You can use scripts in ./anno2clause/generate_logic_form.py
to convert the ground-truth clauses of PGPS9K dataset into natural language desriptions. The scripts is modified based on the tools provided by the author of PGPS9K.
Please run script eval_llms/sh_files/llama2_7b_jiaxin_sample_script/evaluate.sh
, you should modify eval_config.yaml
in the same directory to specifiy the weights of the LLMs you save on the machine.

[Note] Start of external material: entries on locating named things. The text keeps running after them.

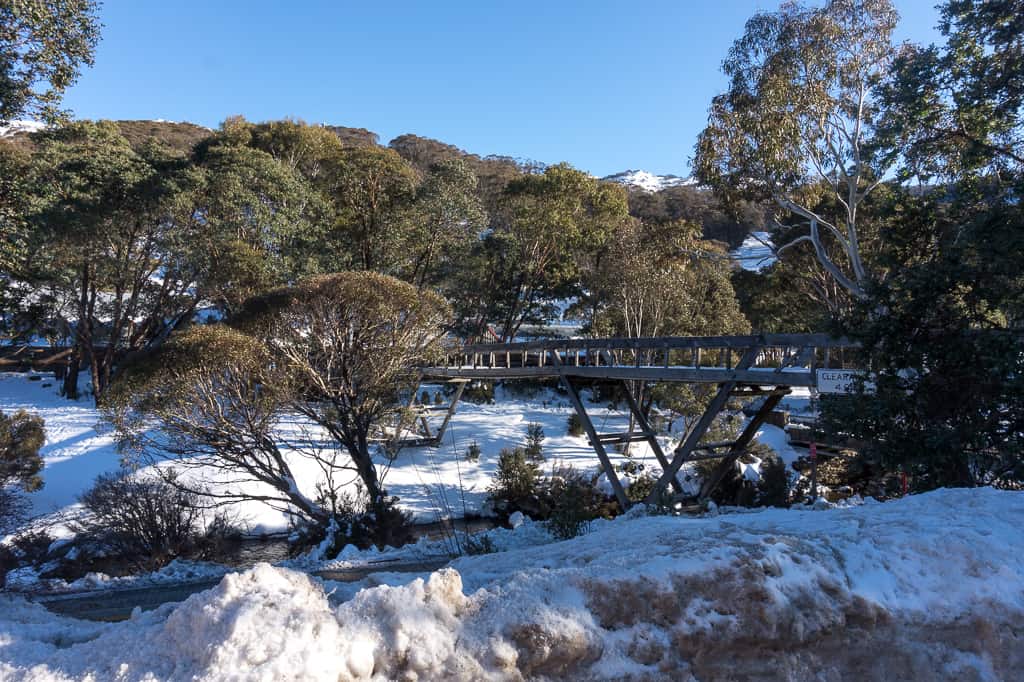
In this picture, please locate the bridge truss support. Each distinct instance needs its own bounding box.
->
[421,334,856,508]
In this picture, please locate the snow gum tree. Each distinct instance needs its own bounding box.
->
[104,325,333,522]
[236,271,450,505]
[0,411,46,530]
[25,122,205,400]
[459,164,629,340]
[694,0,898,298]
[106,272,449,526]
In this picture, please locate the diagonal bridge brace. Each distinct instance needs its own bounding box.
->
[644,346,762,505]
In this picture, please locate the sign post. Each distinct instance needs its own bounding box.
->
[815,368,874,395]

If you don't want to train module from scratch, please download our public trained modules:
- Best Problem Solving Module for UniGeo CAL.
- Best Problem Solving Module for UniGeo PRV.
- Best Problem Solving Module for PGPS9K.
- Best Problem Solving Module for Geometry3K.
Our model achieves the following performance:
Model and Datasets | UniGeo CAL | UniGeo Prv | PGPS9K Test | Geometry3K Test |
---|---|---|---|---|
BERT2Prog | 54.7 | 48.0 | n/a | n/a |
NGS | 56.9 | 53.2 | 34.1 | 35.3 |
Geoformer | 62.5 | 56.4 | 35.6 | 36.8 |
InterGPS | 56.8 | 47.2 | 38.3 | 44.6 |
InterGPS (GT) | n/a | n/a | 59.8 | 64.2 |
PSPNET | 53.2 | 42.3 | 58.8 | 59.5 |
PGPSNet (GT) | n/a | n/a | 62.7 | 65.0 |
GOLD | 75.2 | 98.5 | 60.6 | 62.7 |
GOLD (GT) | n/a | n/a | 65.8 | 69.1 |
📋 All results are from our experiments, the work of Chen et al. and the work of Zhang, Yin, and Liu.